My Sun Blade 100 hangs when I boot any recent kernel.  I've tried many Debian and Gentoo installation CDs, but every CD made since 2008 or so prints "console [tty0] enabled, bootconsole disabled" and hangs.  I have to use Gentoo's 2007.0 install CD to in order to complete booting and not disable the bootconsole.

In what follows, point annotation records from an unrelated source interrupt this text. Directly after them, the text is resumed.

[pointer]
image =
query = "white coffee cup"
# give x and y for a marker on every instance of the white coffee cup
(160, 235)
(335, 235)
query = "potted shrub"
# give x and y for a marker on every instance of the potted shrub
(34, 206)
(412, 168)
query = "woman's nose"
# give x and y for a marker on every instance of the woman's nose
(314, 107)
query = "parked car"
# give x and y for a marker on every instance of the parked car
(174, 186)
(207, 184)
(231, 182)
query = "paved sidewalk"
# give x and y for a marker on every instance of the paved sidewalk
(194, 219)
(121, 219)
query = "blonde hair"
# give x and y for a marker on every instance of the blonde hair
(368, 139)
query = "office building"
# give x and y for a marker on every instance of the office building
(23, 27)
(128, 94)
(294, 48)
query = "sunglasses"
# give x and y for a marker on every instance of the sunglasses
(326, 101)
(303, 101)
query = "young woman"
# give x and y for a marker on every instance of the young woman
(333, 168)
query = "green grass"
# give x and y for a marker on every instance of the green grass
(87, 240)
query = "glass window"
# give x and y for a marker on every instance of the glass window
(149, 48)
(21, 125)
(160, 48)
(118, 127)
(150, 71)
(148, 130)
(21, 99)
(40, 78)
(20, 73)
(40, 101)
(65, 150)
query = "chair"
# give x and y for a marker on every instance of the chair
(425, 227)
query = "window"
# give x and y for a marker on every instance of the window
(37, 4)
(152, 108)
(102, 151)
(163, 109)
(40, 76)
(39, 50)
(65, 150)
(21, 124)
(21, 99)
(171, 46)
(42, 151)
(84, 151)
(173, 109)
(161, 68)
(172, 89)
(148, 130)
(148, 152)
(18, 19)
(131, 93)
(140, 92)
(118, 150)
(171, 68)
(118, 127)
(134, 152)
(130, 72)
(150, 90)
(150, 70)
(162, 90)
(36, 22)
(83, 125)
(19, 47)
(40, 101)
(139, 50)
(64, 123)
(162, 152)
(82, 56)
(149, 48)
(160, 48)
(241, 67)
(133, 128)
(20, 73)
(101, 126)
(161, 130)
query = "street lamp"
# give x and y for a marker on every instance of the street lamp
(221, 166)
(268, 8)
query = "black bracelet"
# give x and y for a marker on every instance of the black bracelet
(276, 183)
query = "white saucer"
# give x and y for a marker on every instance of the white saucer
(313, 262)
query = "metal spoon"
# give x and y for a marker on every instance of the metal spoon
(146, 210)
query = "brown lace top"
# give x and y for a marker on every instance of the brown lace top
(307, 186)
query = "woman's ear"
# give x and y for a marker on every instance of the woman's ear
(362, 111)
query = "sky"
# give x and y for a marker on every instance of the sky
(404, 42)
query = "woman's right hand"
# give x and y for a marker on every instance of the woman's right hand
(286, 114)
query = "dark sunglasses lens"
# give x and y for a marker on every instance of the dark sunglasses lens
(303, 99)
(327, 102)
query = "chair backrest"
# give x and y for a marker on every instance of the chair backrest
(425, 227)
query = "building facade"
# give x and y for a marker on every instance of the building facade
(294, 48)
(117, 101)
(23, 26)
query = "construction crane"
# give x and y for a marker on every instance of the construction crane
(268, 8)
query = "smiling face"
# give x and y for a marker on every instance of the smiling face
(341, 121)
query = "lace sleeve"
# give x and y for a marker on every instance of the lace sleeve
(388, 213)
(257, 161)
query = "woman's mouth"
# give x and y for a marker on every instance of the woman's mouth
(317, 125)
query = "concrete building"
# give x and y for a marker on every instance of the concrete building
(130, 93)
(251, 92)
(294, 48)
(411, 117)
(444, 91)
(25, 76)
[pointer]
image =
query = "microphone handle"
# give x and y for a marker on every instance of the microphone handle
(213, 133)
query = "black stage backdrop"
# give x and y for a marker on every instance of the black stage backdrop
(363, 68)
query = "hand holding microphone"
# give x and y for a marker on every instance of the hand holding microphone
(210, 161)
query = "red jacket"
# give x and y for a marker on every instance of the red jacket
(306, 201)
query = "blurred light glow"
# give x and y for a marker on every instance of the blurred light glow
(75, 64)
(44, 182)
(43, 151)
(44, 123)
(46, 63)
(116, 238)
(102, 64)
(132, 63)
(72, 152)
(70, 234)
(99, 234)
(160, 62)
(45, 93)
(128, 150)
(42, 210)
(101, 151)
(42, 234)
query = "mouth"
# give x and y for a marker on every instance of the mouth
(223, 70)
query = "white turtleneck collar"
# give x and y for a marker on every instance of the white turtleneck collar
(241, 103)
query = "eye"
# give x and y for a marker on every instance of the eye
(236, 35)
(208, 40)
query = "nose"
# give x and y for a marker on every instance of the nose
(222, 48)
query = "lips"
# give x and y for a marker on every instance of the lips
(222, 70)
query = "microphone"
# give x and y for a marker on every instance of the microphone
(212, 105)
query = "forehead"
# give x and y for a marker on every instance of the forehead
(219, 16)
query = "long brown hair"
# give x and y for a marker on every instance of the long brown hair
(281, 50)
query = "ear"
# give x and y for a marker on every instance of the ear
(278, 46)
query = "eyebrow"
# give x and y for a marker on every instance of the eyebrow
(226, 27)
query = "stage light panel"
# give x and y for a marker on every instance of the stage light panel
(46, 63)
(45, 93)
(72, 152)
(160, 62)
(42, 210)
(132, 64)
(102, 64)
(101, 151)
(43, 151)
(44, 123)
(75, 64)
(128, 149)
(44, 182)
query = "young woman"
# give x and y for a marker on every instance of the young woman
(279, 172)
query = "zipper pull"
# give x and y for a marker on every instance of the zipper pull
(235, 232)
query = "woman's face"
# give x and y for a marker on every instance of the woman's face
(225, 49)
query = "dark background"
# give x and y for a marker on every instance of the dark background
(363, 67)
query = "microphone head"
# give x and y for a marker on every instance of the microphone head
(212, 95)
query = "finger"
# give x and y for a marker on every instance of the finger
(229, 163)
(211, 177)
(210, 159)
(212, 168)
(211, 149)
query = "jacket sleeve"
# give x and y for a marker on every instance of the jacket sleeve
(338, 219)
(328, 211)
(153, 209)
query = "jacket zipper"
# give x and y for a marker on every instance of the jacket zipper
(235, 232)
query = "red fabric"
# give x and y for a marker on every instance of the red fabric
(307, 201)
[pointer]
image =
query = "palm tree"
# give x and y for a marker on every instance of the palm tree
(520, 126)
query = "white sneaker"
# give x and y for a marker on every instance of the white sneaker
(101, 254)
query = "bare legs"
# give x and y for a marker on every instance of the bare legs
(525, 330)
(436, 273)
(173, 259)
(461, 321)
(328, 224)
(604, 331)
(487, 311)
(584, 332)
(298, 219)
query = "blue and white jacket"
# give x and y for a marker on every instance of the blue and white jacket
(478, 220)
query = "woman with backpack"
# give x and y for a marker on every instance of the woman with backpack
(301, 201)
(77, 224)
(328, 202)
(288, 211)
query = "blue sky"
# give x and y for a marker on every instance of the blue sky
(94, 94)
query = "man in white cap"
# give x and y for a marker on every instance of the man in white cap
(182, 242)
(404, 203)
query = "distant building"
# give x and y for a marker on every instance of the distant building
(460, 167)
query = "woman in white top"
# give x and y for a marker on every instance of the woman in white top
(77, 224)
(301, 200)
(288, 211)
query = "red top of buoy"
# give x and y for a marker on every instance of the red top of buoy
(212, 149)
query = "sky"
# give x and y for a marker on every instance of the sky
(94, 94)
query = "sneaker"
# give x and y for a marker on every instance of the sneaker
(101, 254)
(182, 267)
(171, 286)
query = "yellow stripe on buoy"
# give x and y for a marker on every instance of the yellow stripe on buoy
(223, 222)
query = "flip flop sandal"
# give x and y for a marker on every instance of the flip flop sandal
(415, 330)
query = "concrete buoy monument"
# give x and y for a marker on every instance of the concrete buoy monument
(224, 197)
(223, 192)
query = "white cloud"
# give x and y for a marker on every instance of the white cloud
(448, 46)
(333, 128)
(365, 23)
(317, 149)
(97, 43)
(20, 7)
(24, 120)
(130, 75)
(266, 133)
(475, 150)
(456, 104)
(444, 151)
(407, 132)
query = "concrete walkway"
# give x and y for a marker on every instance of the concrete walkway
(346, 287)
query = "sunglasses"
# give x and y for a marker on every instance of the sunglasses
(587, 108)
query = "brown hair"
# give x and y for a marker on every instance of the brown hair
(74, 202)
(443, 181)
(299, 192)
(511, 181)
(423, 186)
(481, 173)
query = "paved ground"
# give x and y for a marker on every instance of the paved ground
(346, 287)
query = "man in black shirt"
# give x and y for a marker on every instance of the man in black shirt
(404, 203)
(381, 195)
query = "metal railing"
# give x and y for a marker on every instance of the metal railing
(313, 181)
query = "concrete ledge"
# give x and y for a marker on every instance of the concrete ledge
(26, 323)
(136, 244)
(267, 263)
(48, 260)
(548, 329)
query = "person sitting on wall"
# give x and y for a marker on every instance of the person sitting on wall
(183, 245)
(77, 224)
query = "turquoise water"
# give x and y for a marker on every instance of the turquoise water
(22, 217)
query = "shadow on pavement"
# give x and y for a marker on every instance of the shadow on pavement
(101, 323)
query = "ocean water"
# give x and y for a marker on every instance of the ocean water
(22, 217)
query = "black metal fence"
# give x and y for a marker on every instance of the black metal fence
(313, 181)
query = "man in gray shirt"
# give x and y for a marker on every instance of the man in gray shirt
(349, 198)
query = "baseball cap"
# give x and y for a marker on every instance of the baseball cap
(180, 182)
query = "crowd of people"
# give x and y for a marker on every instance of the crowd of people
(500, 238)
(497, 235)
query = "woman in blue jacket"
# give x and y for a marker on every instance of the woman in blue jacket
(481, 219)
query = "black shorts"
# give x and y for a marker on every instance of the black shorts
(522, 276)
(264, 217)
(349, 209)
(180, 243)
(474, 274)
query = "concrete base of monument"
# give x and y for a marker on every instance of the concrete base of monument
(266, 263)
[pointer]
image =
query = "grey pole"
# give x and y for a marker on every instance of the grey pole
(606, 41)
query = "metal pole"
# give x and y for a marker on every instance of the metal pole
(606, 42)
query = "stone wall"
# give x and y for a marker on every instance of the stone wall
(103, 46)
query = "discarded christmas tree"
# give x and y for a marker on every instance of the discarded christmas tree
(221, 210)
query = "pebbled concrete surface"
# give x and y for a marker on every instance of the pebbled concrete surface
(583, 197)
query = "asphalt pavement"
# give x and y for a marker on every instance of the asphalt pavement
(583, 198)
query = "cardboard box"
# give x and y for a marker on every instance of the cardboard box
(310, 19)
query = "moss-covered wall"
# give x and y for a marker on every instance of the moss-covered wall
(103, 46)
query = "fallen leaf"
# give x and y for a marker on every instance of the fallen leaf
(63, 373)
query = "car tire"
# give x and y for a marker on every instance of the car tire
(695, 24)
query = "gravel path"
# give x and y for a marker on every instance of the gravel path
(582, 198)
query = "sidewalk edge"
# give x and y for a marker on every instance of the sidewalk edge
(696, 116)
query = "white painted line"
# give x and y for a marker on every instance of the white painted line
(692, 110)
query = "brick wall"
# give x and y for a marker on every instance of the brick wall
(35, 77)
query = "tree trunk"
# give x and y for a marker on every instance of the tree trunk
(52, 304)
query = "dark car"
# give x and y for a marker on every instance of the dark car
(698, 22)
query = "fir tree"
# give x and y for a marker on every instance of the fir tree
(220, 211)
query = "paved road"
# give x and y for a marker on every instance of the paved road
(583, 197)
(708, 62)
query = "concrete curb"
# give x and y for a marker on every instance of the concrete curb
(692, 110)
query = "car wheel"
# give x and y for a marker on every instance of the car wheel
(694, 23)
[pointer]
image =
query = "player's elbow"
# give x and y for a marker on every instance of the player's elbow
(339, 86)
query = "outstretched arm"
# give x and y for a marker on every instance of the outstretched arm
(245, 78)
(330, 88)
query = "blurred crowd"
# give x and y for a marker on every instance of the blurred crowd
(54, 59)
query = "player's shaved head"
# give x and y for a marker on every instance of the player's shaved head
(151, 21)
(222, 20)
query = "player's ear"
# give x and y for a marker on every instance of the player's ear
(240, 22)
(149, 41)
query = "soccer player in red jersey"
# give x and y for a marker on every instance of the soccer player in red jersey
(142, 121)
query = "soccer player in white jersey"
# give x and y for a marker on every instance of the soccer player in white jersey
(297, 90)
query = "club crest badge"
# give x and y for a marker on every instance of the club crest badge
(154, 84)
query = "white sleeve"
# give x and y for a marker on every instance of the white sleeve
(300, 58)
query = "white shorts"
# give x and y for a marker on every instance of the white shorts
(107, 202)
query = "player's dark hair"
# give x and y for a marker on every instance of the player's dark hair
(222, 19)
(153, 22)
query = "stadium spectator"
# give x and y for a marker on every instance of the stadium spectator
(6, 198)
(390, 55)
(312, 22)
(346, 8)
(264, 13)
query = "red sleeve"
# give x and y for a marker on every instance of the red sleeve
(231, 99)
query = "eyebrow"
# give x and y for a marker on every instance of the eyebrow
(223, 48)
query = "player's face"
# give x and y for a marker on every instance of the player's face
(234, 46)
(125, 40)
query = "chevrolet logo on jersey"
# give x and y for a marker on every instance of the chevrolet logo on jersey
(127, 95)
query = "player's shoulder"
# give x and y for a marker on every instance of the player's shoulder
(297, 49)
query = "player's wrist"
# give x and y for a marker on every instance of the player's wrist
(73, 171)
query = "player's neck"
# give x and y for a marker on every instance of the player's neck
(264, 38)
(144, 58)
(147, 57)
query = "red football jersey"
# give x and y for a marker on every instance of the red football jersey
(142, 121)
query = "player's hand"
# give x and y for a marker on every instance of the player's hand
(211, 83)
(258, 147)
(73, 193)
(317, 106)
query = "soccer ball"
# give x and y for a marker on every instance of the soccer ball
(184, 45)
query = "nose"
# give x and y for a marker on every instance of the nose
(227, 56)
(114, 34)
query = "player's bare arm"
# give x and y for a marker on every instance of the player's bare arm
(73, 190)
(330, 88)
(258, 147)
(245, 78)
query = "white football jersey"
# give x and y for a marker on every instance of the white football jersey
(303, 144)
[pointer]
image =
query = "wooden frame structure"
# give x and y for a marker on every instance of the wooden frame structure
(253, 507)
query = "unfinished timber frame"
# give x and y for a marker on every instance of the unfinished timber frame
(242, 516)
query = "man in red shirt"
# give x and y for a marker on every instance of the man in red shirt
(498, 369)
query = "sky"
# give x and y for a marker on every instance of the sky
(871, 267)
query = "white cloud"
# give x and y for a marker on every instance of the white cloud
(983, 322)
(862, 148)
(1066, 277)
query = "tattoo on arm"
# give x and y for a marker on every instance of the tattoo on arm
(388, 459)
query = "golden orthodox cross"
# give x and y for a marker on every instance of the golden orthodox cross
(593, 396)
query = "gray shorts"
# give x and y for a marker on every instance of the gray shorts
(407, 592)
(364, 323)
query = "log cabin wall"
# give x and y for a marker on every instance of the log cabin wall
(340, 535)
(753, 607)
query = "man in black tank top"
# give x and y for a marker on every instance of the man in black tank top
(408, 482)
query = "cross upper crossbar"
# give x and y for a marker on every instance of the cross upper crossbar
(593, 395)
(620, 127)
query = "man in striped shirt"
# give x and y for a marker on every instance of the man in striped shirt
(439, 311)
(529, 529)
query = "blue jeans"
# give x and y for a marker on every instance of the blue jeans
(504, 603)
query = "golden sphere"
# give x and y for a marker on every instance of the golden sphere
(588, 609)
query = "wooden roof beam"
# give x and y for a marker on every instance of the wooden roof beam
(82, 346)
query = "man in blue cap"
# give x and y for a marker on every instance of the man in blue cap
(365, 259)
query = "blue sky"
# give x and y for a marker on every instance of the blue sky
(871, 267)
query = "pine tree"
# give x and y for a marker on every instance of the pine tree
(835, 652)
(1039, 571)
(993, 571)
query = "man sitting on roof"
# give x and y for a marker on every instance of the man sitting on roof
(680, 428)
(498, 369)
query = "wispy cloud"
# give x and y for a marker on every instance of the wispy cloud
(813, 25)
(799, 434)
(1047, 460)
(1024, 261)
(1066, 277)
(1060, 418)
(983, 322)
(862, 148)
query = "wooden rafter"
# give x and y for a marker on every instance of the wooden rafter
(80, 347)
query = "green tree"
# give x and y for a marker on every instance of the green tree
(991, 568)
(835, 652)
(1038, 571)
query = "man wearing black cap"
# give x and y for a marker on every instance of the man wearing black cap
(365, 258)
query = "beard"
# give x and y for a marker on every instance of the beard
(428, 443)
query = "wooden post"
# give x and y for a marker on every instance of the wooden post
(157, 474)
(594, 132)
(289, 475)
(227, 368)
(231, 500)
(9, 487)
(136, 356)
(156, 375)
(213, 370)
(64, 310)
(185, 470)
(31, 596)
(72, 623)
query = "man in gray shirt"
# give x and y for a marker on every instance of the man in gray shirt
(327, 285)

I've built Linux 3.0.3 and tried it with the same results.  When I boot with the "keep_bootcon" kernel parameter I see that Linux is kernel panicking in pci_scan_one_pbm.  I'm attaching three photos of the full kernel panic.
Comment 1 Jim Faulkner 2011-08-21 19:29:41 UTC
Created attachment 69572 [details]
blade 100 kernel panic image 2
Comment 2 Jim Faulkner 2011-08-21 19:30:21 UTC
Created attachment 69582 [details]
blade 100 kernel panic image 3
Comment 3 Jim Faulkner 2011-08-21 23:08:41 UTC
Created attachment 69592 [details]
My .config
Comment 4 Andrew Morton 2011-08-22 22:04:17 UTC
I'm not sure that any sparc maintainers follow bugzilla.  You'll probably have better luck using the sparclinux@vger.kernel.org mailing list.
Comment 5 Jim Faulkner 2011-08-24 19:40:23 UTC
Created attachment 70002 [details]
kernel panic w/ boot_delay image 1
Comment 6 Jim Faulkner 2011-08-24 19:40:59 UTC
Created attachment 70012 [details]
kernel panic w/ boot_delay image 2
Comment 7 Jim Faulkner 2011-08-24 19:42:39 UTC
Created attachment 70042 [details]
kernel panic w/ boot_delay image 3
Comment 8 Jim Faulkner 2011-08-24 19:43:27 UTC
Created attachment 70062 [details]
kernel panic w/ boot_delay image 4
Comment 9 Jim Faulkner 2011-08-24 19:44:10 UTC
Created attachment 70082 [details]
kernel panic w/ boot_delay image 5
Comment 10 Jim Faulkner 2011-08-24 19:44:26 UTC
Created attachment 70092 [details]
kernel panic w/ boot_delay image 6
Comment 11 Jim Faulkner 2011-08-24 19:45:12 UTC
Created attachment 70102 [details]
kernel panic w/ boot_delay image 7
Comment 12 Jim Faulkner 2011-08-24 19:45:36 UTC
Created attachment 70112 [details]
kernel panic w/ boot_delay image 8
Comment 13 Jim Faulkner 2011-08-25 17:28:55 UTC
Created attachment 70212 [details]
updated .config
Comment 14 Jim Faulkner 2011-09-02 01:12:55 UTC
On Wed, Aug 31, 2011 at 03:59:56PM -0400, David Miller wrote:
>
> There is a non-trivial problem with the device tree reported by your
> firmware, several PCI device nodes are reported multiple times.
>
> If you'll look 'isa' appears twice, and so does 'pmu'.
>
> This is a very serious issue.
>
> And that's what is causing all of these boot failures.
>
> I have two theories, either the Tulip card makes the firmware corrupt
> the device tree like this.  Or, alternatively, there is some bug in
> the version of OBP installed on this machine.
>
> This really isn't a kernel bug.  And if it worked in the past, it worked
> entirely by accident.

Thanks so much for the info!  I finally have 3.0.3 booting normally.
First thing I did was update to the latest firmware, 4.17.1, which can
be found at http://ftp.sunet.se (the readme is here:
http://ftp.sunet.se/pub/security/vendor/sun/patches/all_unsigned/119235-01.README).
This was a bit of a chore because neither the SILO nor the Solaris
loader wanted to boot the firmware update.  I had to setup a tftp
netboot server in order to patch the firmware.

But, that didn't fix the problem.

Next, I yanked the tulip card.  That didn't fix the problem either.

Finally, I reset nvram by typing this at openprom's "ok" prompt:
set-defaults

A reset-all and... it works!  I can boot 3.0.3!